May 31, 2007
Using School based Clinic to Battle Disparities in Canada
From the Star Phoenix:
A new clinic at St. Mary Community School is bringing pediatricians into one of Saskatoon's poorest neighbourhoods.
The community-based clinic in Pleasant Hill -- the first of its kind in Canada -- is being touted as an innovative approach to addressing health disparities where the need is the greatest.
And later in the story:
It was tough for families before the clinic opened because children would wait three or four months to see a pediatrician once they had been referred by a family doctor, she said.
The clinic not only delivers expedient health-care services, but it does so at an accessible location that addresses transportation barriers to health care.
Here in Cleveland, a recent Plain Dealer story talked about the rise of mini-clinics in the area.
MinuteClinic began seeing patients inside the Chagrin Falls CVS drugstore earlier this month.

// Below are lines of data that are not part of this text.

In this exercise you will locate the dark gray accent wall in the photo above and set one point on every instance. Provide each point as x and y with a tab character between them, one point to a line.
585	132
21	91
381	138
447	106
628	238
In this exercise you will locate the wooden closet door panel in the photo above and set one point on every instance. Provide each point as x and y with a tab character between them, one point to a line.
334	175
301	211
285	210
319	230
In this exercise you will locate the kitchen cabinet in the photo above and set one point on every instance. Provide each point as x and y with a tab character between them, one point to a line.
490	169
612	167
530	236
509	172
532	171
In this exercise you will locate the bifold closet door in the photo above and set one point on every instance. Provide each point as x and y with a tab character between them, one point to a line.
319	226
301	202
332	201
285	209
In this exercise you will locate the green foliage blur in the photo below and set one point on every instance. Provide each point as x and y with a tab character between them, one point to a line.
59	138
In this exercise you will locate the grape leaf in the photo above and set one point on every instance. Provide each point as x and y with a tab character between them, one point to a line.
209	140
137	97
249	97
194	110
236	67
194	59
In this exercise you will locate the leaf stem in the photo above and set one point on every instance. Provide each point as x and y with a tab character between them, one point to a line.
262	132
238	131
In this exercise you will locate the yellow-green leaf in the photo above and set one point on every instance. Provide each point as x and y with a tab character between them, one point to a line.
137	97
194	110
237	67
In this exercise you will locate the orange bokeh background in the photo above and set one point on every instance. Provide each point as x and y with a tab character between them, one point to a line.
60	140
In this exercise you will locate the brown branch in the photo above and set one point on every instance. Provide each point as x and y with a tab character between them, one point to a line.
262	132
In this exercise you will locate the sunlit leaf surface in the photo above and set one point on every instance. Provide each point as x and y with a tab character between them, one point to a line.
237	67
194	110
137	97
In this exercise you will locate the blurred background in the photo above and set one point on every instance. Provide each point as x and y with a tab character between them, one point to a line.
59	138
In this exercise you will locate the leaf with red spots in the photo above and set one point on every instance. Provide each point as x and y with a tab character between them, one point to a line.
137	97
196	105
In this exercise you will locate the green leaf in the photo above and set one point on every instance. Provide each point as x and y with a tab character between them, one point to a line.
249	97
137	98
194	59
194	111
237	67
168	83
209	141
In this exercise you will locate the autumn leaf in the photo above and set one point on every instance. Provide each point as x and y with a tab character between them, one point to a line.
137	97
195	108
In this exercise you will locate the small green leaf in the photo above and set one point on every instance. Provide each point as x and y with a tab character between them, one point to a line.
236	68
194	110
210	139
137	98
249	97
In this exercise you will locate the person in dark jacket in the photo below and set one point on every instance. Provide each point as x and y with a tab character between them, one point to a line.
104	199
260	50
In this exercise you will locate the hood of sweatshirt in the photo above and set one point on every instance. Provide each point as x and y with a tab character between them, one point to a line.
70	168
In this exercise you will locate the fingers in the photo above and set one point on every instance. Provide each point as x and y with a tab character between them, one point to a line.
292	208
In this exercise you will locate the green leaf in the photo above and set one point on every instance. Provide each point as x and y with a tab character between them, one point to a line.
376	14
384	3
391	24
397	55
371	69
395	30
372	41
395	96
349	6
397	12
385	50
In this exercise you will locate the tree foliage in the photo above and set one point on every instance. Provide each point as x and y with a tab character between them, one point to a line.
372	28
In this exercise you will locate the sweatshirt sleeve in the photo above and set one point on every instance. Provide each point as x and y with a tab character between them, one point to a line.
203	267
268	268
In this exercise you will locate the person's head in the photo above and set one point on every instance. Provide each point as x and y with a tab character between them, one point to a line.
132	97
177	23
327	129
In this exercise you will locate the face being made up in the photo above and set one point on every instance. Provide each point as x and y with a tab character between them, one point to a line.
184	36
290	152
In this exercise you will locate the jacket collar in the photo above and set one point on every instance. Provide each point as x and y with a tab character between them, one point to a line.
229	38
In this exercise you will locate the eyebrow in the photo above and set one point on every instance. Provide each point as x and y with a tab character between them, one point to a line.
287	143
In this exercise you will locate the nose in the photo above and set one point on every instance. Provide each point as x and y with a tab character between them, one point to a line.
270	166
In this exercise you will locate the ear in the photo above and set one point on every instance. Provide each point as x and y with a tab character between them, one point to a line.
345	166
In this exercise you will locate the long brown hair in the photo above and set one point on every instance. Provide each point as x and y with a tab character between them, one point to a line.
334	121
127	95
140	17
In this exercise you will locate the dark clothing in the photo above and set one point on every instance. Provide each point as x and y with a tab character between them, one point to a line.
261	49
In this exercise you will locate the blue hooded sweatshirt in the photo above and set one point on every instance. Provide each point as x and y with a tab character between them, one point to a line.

It's the third MinuteClinic in Northeast Ohio, joining a growing number of miniclinics operating in drug and grocery stores around the region.
MinuteClinics offer limited medical services, such as strep throat tests, flu shots and poison ivy treatment, usually performed within a half-hour.
Most of the services cost $49 or an insurance co-payment.
Staffed by nurse practitioners and physicians assistants, the clinics are open 12 hours on weekdays, and six hours on Saturdays and Sundays.